Esto se va a hacer sentir, no de forma directa como creen algunos. Por
supuesto, no va a tener partido electoral, pero va a ser algo más
poderoso. Le va a hablar a la fibra íntima que todos tenemos”.
Es difícil adivinar cómo evolucionará la tormenta ideológica que el
Papa Bergoglio ha desatado en el oficialismo. Lo que se puede
pronosticar es que no cesará en poco tiempo. Y puede ser anuncio de
un tsunami.
Feinmann y el nuevo “entrismo”
Es que forzada, voluntaria, sincera o guiada por el pragmatismo más
calculador, una aproximación política a lo que el Papa encarna resulta
fuertemente indigerible para los sectores más recalcitrantes del
gobierno.
José Pablo Feinmann, otra estrella intelectual de la galaxia K, se
esfuerza en recubrir la píldora amarga del resignado giro cristinista
con una capa de dulce racionalismo: pinta el giro como una muestra de
realpolitik, una genial maniobra táctica. Se trataría -sostiene con
frescura- de “apoderarse de Francisco”.
No vale la pena detenerse en la simplona ingenuidad de un
razonamiento que se pretende realista y elaborado y describe al Papa
como si fuera un jarrón chino. Sí, en cambio, conviene subrayar la
analogía entre este argumento feinmanniano y el que fue utilizado en la
década del ’70 del siglo pasado por la izquierda “entrista” que quiso
mimetizarse con el peronismo (al que íntimamente enfrentaba) tras
resignarse al hecho de que los trabajadores argentinos no seguían la
ideología marxista sino la doctrina social de la Iglesia encarnada por
Perón y el peronismo.
En aquel tiempo quisieron “apoderarse” de Perón. El hecho más
dramático de ese intento de apoderamiento ocurrió en las proximidades
del Aeropuerto de Ezeiza en junio de 1973.

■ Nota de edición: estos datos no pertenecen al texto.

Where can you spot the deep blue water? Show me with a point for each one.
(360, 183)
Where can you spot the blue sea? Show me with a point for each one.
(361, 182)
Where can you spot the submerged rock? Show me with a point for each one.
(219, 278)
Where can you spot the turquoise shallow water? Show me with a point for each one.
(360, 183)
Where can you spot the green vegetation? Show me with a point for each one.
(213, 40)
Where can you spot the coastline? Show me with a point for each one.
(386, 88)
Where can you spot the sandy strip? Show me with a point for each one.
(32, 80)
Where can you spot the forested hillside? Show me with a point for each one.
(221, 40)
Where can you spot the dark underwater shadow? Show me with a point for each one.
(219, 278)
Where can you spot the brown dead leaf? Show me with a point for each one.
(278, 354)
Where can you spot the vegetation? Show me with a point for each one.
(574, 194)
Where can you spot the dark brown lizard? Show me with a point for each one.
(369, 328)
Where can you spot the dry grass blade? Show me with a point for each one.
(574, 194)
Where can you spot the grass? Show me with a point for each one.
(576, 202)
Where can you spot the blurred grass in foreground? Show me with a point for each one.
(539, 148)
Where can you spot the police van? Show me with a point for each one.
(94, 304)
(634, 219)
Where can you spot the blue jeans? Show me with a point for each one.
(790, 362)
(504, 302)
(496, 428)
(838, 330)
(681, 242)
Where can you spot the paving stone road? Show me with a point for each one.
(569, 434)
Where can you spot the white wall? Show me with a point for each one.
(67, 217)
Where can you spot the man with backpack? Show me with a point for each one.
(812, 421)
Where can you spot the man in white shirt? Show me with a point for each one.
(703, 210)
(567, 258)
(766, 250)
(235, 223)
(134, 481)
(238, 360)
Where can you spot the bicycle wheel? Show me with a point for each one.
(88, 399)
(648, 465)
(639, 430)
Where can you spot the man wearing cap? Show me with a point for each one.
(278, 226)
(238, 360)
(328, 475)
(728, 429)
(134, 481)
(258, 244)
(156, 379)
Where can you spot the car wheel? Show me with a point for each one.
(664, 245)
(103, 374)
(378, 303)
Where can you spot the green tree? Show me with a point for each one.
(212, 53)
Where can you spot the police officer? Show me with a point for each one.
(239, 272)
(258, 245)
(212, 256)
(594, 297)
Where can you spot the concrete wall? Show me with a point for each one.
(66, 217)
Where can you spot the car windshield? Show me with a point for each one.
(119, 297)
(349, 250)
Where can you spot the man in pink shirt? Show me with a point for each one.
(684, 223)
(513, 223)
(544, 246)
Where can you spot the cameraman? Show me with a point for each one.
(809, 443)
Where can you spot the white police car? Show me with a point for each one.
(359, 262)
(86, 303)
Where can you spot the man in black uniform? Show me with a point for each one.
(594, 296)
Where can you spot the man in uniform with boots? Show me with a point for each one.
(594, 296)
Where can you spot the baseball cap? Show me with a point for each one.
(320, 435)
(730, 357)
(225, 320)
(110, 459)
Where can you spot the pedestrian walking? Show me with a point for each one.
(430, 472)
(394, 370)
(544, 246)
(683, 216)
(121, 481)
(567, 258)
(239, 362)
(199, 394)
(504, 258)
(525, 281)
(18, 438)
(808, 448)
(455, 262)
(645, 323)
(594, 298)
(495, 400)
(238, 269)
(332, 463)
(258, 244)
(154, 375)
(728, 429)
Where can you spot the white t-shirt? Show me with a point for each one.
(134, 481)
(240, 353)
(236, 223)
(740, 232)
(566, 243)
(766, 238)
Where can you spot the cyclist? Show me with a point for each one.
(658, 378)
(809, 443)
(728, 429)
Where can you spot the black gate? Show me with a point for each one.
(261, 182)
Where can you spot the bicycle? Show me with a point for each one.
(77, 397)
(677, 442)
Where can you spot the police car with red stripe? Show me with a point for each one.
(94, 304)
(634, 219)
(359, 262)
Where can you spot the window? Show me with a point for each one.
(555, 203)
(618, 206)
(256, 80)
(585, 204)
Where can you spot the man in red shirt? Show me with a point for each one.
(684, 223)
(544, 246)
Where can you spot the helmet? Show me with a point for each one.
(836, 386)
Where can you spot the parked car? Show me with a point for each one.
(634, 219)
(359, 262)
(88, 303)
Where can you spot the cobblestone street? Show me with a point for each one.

El entrismo y los montoneros fracasaron en aquel objetivo en la
década del 70. Ahora, después de varias horas de franca oposición al
Papa (que algunos, como González quieren prolongar), el oficialismo
admite que la popularidad y la autoridad de Francisco son invencibles.
Así resurge la idea entrista del “apoderamiento”. Pretenden convertir al
Papa de la paz, la unión y la reconciliación en un campo de batalla.
Feinmann dice en voz alta lo que la Corte K susurra.
Esa táctica esgrimida ante Perón terminó en un desastre. ¿Imaginan que podrá triunfar contra el Papa?